That was the main takeaway from a NYT article on his trip to Nike. According to the article, he made many claims about the Trans-Pacific Partnership (TPP) and opponents of the deal which are clearly wrong.
For example, the article tells readers:
"he [President Obama] scorned critics who say it would undermine American laws and regulations on food safety, worker rights and even financial regulations, an implicit pushback against Ms. Warren. 'They’re making this stuff up,' he said. 'This is just not true. No trade agreement’s going to force us to change our laws.'"
President Obama apparently doesn't realize that the TPP will create an investor-state dispute settlement mechanism which will allow tribunals to impose huge penalties on the federal government, as well as state and local governments, whose laws are found to be in violation of the TPP. These fines could effectively bankrupt a government unless they change the law.

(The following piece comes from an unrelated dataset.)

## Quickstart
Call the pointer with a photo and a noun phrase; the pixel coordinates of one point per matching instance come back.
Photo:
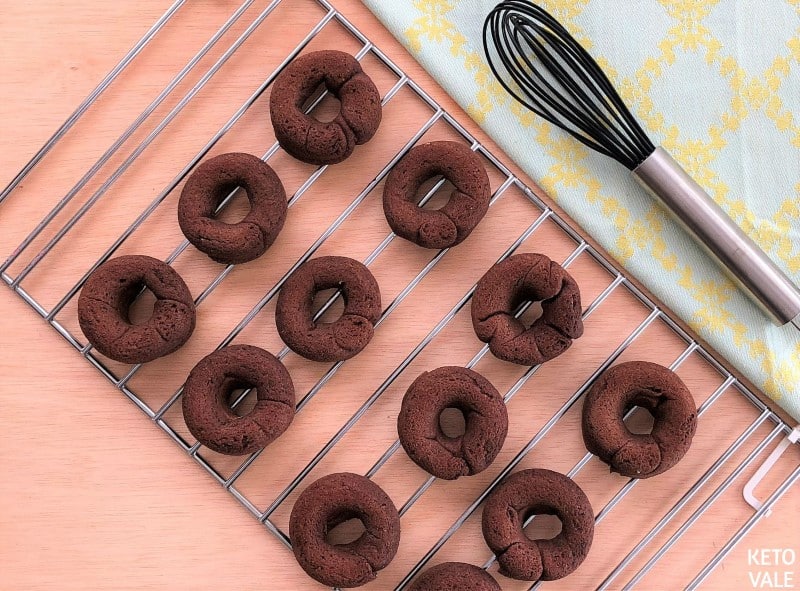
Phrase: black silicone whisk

It is also worth noting that rulings by these tribunals are not subject to appeal, nor are they bound by precedent. Given the structure of the tribunal (the investor appoints one member of the panel, the government appoints a second, and the third is appointed jointly), a future Bush or Walker administration could appoint panelists who would side with foreign investors to overturn environmental, safety, and labor regulations at all levels of government. (Think of Antonin Scalia.)
President Obama apparently also doesn't realize that the higher drug prices that would result from the stronger patent and related protections will be a drag on growth. In addition to creating distortions in the economy, the higher licensing fees paid to Pfizer, Merck, and other U.S. drug companies will crowd out U.S. exports of other goods and services.
Obama is also mistaken in apparently believing that the only alternative to the TPP is the status quo. In fact, many critics of the TPP have argued that a deal that included rules on currency would have their support.
This issue is hugely important, since it is highly unlikely that the U.S. economy will be able to reach full employment with trade deficits close to current levels. (It could be done with larger budget deficits, but no one thinks this is politically realistic.) Without a considerably tighter labor market, workers will lack the bargaining power to achieve wage gains. This means that income would continue to be redistributed upward.
The only plausible way to bring the trade deficit down is with a lower valued dollar which would make U.S. goods and services more competitive internationally. The TPP would provide an opportunity to address currency values, as many critics of the trade agreement have pointed out. It seems that Mr. Obama is unaware of this argument.